Note: this is an updated version of a previous post.
Anyone reviewing antibody panels, especially in the Middle East/Gulf region, encounters many panels for which no antibody specificity is identified. As a transfusion medicine physician who often got called during the night for release of RBCs for patients with “nonspecific” pattern, this was a big headache.
Is it “nonspecific” because there isn’t a clinically significant antibody OR the technologist did not perform the testing or its interpretation correctly? Does it need further testing? Do I release blood components at this time?
In general, I do not routinely use polyspecific AHG for routine testing. My first choice is for a gamma heavy-chain specific AHG but this is not available for gels or glass beads. Then, I select the IgG AHG even though it does react with light chains and can detect IgM cold antibody reactions.

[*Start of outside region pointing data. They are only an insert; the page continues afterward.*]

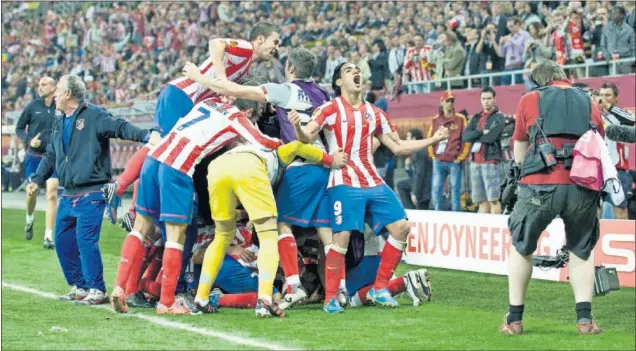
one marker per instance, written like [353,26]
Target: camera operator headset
[549,121]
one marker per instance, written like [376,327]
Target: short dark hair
[263,28]
[608,85]
[488,90]
[516,20]
[620,9]
[244,104]
[335,77]
[547,72]
[416,133]
[304,62]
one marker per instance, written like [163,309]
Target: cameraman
[543,149]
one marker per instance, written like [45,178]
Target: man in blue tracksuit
[79,150]
[34,128]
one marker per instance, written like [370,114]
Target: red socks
[391,256]
[134,199]
[132,285]
[334,267]
[154,266]
[131,251]
[246,300]
[288,253]
[172,256]
[132,171]
[396,286]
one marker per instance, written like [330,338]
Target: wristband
[326,159]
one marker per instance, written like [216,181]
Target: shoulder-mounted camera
[605,279]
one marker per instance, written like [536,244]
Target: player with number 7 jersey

In general, with nonspecific reactions, I recommend the following:
- Repeat with a gamma heavy-chain specific reagent if the initial workup was made with another type of AHG (polyspecific or whole molecule IgG).
- Always do enzyme panels, sometimes with both papain and ficin reagents: many Rh antibodies are optimally detected only at enzyme (example: R1R1 patient with only anti-E at AHG phase but anti-E and anti-c at enzyme).
- Perform an extended Rh/Kell/Duffy/Kidd/Kell/MNSs/P1 phenotype and specifically check for those negative typing results AND for dosage (could the antibody only be detected in homozygous cells like many anti-M are?).
- Perform classical room temperature, 37C, and finally AHG phase testing. Routinely I do not do this since antibodies not detected at 37C are unlikely to be clinically significant. Sometimes, the AHG phase reactivity is a cold antibody of high-thermal amplitude.
- If the Jka or Jkb antigen typings are negative, repeat using a polyspecific AHG reagent.
- Use additional panels from multiple manufacturers. Some reagents detect more nonspecific reactions than others.
- Try other potentiators than LISS such as PEG.
- Check the outdate of the panel and reagents: if less than 1 week remaining, consider repeating with fresh reagents and getting a new patient sample.
Finally, if you still cannot define the specificity, consider repeating the testing after several days. Maybe it is a newly emerging or an anamnestic response.
I emphasize as a physician, I do not care to see all possible antibodies present in the specimen but rather only those likely to be clinically significant. In general, there is a shortage of labor in the blood banks so I want to eliminate unnecessary work.